The GAL told the court that the parenting capacity assessment carried out for the care order hearing was being admitted. When the case came in for court review in 18 months’ time another parenting capacity assessment would be required. Any reports in the interim regarding the child would also be required, such as speech and language, occupational therapy, psychology, social work reports, access reports, and self-reporting of access from his mother, reports from his residential centre and feedback on the presentation and demeanour of the boy. Information would also need to be furnished such as proposed additional support for the mother, if her child were to be returned to her care.
While the child was in his mother’s care his needs had posed a significant challenge to her, the GAL said. Furthermore, there had been no emotional reciprocity from him and that had brought stress and its own forms of guilt, something that was less of an issue in a residential unit.
[A] was unable to express his views on the proceedings coherently and could not understand them. Frequently he would communicate with his carer in charge via a picture system. However the GAL informed the court that the young teenager was making great progress in his residential centre, progress that none of the people involved in the case would have thought possible.
The judge granted the care order under Section 18.1.b. of the Child Care Act until the age of 18 and listed it for court review in 18 months’ time, noting that the court review would presuppose an application or consideration by the CFA of the parenting capacity assessment and particular needs of the child at that point. All of the documentation and information that the GAL had mentioned would need to be available before the court for that review.
The judge noted that the father had not attended the proceedings and that it must have been disappointing for the mother not to see him taking responsibility for his son and leaving her with the sole burden of being at the proceedings.

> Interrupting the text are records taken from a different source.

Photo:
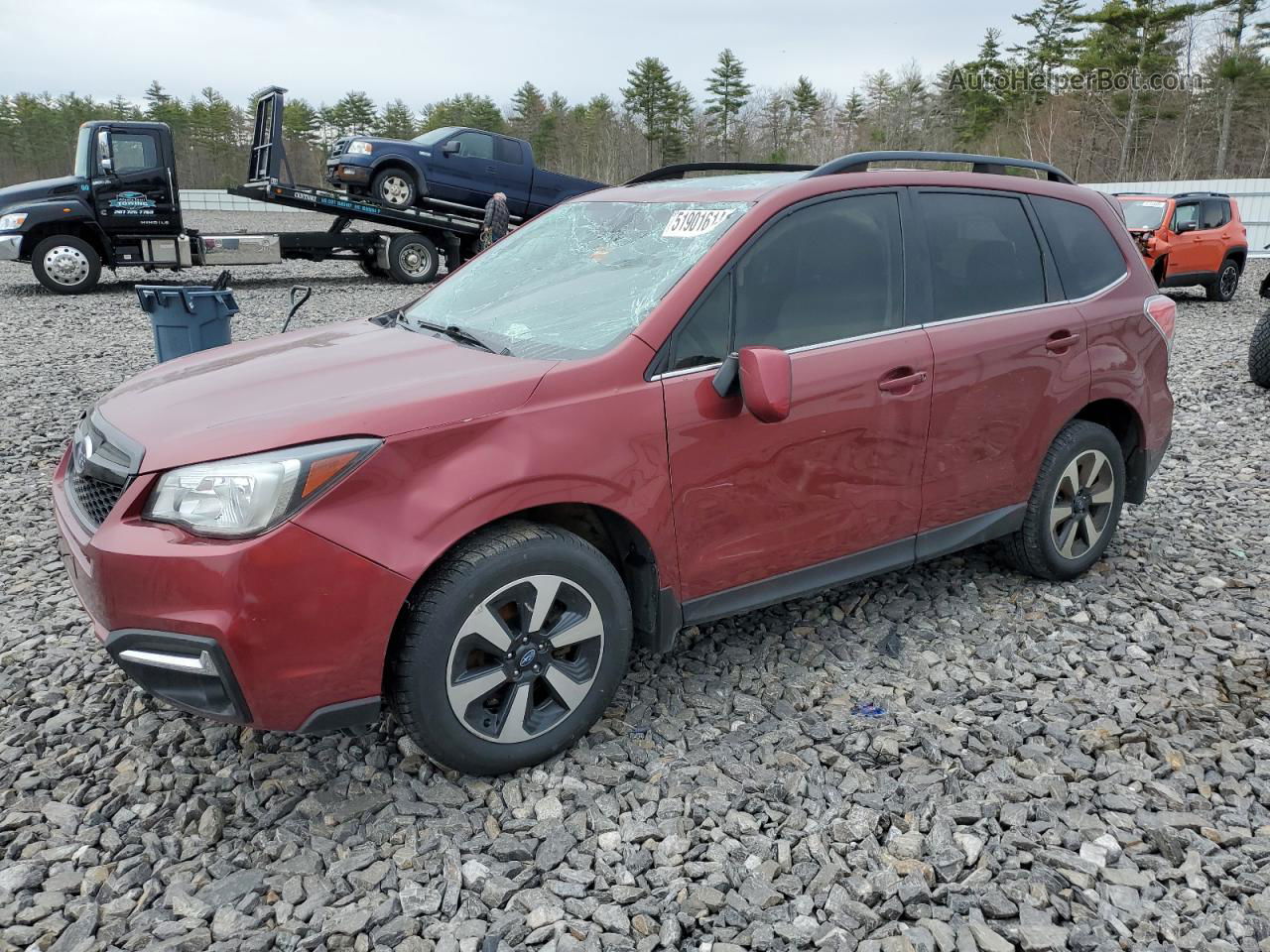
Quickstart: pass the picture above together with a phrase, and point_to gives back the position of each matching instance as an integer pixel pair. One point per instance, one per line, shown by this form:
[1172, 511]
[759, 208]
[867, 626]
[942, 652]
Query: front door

She was satisfied on the evidence adduced and substantive reports (including a psychiatric report, a clinical psychology report, a school report, GAL report and social work reports) that the threshold for the care order had been met. The judge noted that while the teenager was very resourceful he had significant struggles, including being on the autism spectrum, he had an intellectual disability, OCD, ODD, ADHD and required two SNAs in the school and one to manage him on school transport.
However he had made significant strides in his speech and language. Regarding his autism spectrum disorder, the judge said that no child was defined by disability but they were defined by their ability. It was entirely appropriate for the court to review the case in 18 months to consider the child’s progress and the position of the mother and whether the order was still relevant.
She asked that the central residential unit manager link in properly with the mother in order to ensure that there was no deficiency in her parental rights. The judge also asked for the CFA to file a protocol for notification to the mother going forward due to a lack of consistency in telephone calls from her son in order to provide him with his nightly phone access.
Furthermore, he had absconded from the unit and the mother had not been informed in a timely manner. This absconding was currently forming part of a HIQA review of the unit. The GAL was to remain appointed until the HIQA report was published and to be reappointed six months in advance of the review in 18 months’ time which would also make sense in regard to his aftercare planning.
The judge told the mother that children in care were entitled to certain services on turning 18 and with regards to her son these would include services from Enable Ireland and the HSE. It was important to begin this process, therefore if there was any change or alteration in A’s care plan the matter had to be noted. [The care plan for a child in care is brought before the court in a care plan review when the child turns 16.]
She told the mother that she had been delighted to see her in court.